France has moved to scrap domestic airline flights on any route that can be travelled by direct train in under 2 1/2 hours.
French MPs made the decision as part of a series of environmental measures, The Guardian reported.
After a heated debate in the AssemblĂ©e Nationale at the weekend, the ban, a watered-down version of a key recommendation from President Emmanuel Macron’s citizens’ climate convention, was adopted.
It will mean the end of short internal flights from Orly airport, south of Paris, to Nantes, Lyon and Bordeaux among others, though connecting flights through Charles de Gaulle/Roissy airport, north of the French capital, will continue.
The climate commission set up by Macron had originally recommended the scrapping of all flights between French destinations where an alternative direct train journey of less than four hours existed.
This was reduced to 2 1/2 hours after strong objections from certain regions and from Air France-KLM, which, like other airlines, has been badly hit by local and international Covid-19 restrictions on travel.
A year ago, the French government agreed a €7bn loan for AF-KLM on the condition that certain internal flights were dropped, but the decree will also stop low-cost airlines from operating the banned domestic routes.
The chief executive of Air France-KLM, Benjamin Smith, has said the airline is committed to reducing the number of its French domestic routes by 40% by the end of this year.
The transport minister, Jean-Baptiste Djebbari, told MPs: “We have chosen 2 1/2 hours because four hours risks isolating landlocked territories including the greater Massif Central, which would be iniquitous.”
Given the speed and efficiency of the French railways system, I have always preferred trains to planes for domestic journeys.
Details of the exact routes that will be halted will be published in the official decree.
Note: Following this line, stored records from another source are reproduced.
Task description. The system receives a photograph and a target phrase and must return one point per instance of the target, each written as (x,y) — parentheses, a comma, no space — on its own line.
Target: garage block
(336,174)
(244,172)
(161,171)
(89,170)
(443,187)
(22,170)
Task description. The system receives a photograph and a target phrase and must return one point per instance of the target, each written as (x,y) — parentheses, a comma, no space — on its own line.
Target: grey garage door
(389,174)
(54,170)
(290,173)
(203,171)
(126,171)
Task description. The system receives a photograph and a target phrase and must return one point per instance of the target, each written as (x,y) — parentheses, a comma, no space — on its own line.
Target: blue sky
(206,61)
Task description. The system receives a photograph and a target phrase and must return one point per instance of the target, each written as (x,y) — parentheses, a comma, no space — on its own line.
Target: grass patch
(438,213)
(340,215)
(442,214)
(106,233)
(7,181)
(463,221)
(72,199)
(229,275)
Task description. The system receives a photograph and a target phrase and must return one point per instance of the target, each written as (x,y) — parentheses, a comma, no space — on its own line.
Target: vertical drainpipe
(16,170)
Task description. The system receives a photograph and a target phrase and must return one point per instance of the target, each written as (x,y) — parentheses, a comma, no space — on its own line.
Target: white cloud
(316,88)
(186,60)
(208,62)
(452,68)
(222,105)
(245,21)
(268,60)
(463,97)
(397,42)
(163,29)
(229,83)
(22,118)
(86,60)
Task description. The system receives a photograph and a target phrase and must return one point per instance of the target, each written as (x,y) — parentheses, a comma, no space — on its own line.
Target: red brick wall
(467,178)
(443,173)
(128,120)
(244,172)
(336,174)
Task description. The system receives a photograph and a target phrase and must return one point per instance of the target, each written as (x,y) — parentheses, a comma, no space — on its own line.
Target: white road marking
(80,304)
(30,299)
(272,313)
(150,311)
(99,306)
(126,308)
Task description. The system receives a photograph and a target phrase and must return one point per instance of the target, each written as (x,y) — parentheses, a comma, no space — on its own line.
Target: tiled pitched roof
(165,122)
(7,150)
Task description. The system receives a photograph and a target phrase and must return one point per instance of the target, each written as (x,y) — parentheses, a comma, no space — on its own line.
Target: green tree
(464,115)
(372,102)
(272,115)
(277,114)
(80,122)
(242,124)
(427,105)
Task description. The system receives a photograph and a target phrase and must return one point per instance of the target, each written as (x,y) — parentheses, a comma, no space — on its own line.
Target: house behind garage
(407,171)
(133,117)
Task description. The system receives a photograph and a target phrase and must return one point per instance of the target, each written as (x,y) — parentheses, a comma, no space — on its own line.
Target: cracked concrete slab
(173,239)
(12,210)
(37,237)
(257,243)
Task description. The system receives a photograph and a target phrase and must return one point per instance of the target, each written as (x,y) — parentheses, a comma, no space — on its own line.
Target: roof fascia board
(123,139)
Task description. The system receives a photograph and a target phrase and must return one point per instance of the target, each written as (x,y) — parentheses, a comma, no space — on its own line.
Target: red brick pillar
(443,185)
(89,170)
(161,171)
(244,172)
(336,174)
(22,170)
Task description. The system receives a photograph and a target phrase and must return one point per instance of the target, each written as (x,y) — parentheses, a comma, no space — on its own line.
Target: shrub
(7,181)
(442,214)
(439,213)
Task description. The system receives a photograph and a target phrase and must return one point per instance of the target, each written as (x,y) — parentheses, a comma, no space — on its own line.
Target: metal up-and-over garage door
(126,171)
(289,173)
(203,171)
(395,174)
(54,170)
Flights from Paris to Nice, which takes about six hours by train, and Toulouse, four hours by train, will continue.
France’s new law will be watched closely by other countries. Austria’s coalition conservative-Green government introduced a €30 tax on airline tickets for flights of less than 217 miles (350km) last June and a ban on domestic flights that could be travelled in less than three hours by train.